È proprio per questo che «sbaglia chi pensa che con la legge di emergenza Orbán vorrà decidere di rimandare le elezioni all’infinito», dice Ligeti. Anzi: «più probabilmente potrebbe decidere di anticiparle, per sfruttare l’onda del successo nella gestione della crisi». Ovviamente, sempre che la crisi venga gestita bene e che il Paese non esca a pezzi dall’emergenza. Per Liegey, non è assolutamente scontato che succeda. «Se gli ospedali dovessero esplodere come in Italia, se dovesse emergere il problema della disoccupazione, potrebbe essere una bomba sociale. Gli ungheresi sono gente pragmatica, poco interessata alla politica; finché hanno da mangiare nel piatto e uno stipendio decente, non gli interessa chi li governa. Ma io non vedo segni concreti di protezione delle persone e temo che alla fine i segni di cedimento nell’economia, soprattutto nel settore alimentare e farmaceutico, potrebbero portare a rivolte anche violente. Le conseguenze del coronavirus potrebbero essere anche più deleterie del virus stesso».

Orbán gioca da solo questa partita. Anche i numerosi movimenti di attivisti di opposizione, cui il primo ministro ha reso la vita non facile negli ultimi anni, pur essendo vivi e pronti a tornare in piazza, sono stati messi a tacere dalla quarantena, che ha sottratto loro la possibilità di organizzare manifestazioni. Ma sui social network «la gente inizia a chiedersi cosa produciamo e come lo produciamo», dice Liegey. «Il coronavirus potrebbe avere un effetto domino in questo senso. Il problema è che anche quei movimenti che sarebbero pronti a tornare in piazza per difendere lo stato di diritto, sono deboli nel proporre alternative».

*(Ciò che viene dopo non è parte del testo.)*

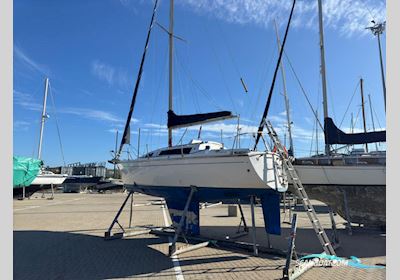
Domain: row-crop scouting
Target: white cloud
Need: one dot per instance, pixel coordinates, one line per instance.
(349, 17)
(26, 101)
(21, 56)
(21, 125)
(92, 114)
(111, 75)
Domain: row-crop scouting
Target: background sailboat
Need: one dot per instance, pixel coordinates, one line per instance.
(44, 178)
(217, 173)
(354, 185)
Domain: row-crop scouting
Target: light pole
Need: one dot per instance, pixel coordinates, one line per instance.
(377, 29)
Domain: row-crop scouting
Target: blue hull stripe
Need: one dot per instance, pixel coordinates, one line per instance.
(176, 198)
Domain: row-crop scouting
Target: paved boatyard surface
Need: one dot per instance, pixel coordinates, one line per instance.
(63, 239)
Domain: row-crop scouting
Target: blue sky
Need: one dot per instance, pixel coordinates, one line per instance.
(91, 51)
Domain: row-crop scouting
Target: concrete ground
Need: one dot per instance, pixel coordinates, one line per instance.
(63, 239)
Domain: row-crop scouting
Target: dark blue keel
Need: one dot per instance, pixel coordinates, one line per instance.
(176, 198)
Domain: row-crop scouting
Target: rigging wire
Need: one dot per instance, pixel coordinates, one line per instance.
(230, 54)
(194, 97)
(58, 129)
(220, 69)
(348, 106)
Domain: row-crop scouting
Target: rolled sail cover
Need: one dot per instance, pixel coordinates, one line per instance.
(176, 121)
(334, 135)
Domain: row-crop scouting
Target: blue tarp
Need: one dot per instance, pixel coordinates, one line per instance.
(334, 135)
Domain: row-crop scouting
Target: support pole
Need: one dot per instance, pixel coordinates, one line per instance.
(363, 110)
(347, 213)
(130, 212)
(372, 119)
(172, 246)
(253, 228)
(335, 235)
(291, 248)
(107, 234)
(242, 219)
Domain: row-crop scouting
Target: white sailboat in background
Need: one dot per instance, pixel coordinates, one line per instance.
(354, 184)
(218, 173)
(45, 177)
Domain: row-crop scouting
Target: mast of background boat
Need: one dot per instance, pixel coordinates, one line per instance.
(171, 47)
(377, 30)
(363, 110)
(372, 118)
(323, 70)
(290, 151)
(44, 117)
(116, 147)
(271, 90)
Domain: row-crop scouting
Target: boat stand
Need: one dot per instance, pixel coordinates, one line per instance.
(347, 213)
(298, 269)
(242, 220)
(253, 226)
(334, 236)
(179, 232)
(108, 234)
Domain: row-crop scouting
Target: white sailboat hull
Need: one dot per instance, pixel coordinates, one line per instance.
(355, 192)
(251, 170)
(348, 175)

Liegey, che ha co-fondato Cargonomia, un’organizzazione di produzione e consegna di frutta e verdura a chilometro zero e di formazione in ambito di permacultura, ammette che non sarà un lavoro facile. «Il nuovo sindaco di Budapest è molto sensibile ai temi ambientalisti, che è una cosa positiva, ma servirà molto tempo e molti dibattiti per capire come andare avanti. Davanti ad uno shock simile, serviranno resistenza e creatività nella costruzione del mondo di domani». Unico elemento positivo, il potenziale di ripresa della società ungherese. Non solo perché l’agricoltura familiare e la produzione locale sono molto più sviluppate qui e nell’Europa dell’Est che non nel resto dei Paesi membri. «La società ungherese è molto più resiliente che altrove, la gente sa come prendersi cura di se stessa. E questo è un aspetto importante. Al confronto, mi preoccupa molto di più la capacità di un Paese come la Francia di eliminare misure come il controllo della polizia. Quando si arriva a instaurare politiche di quel tipo, spesso non si torna più indietro».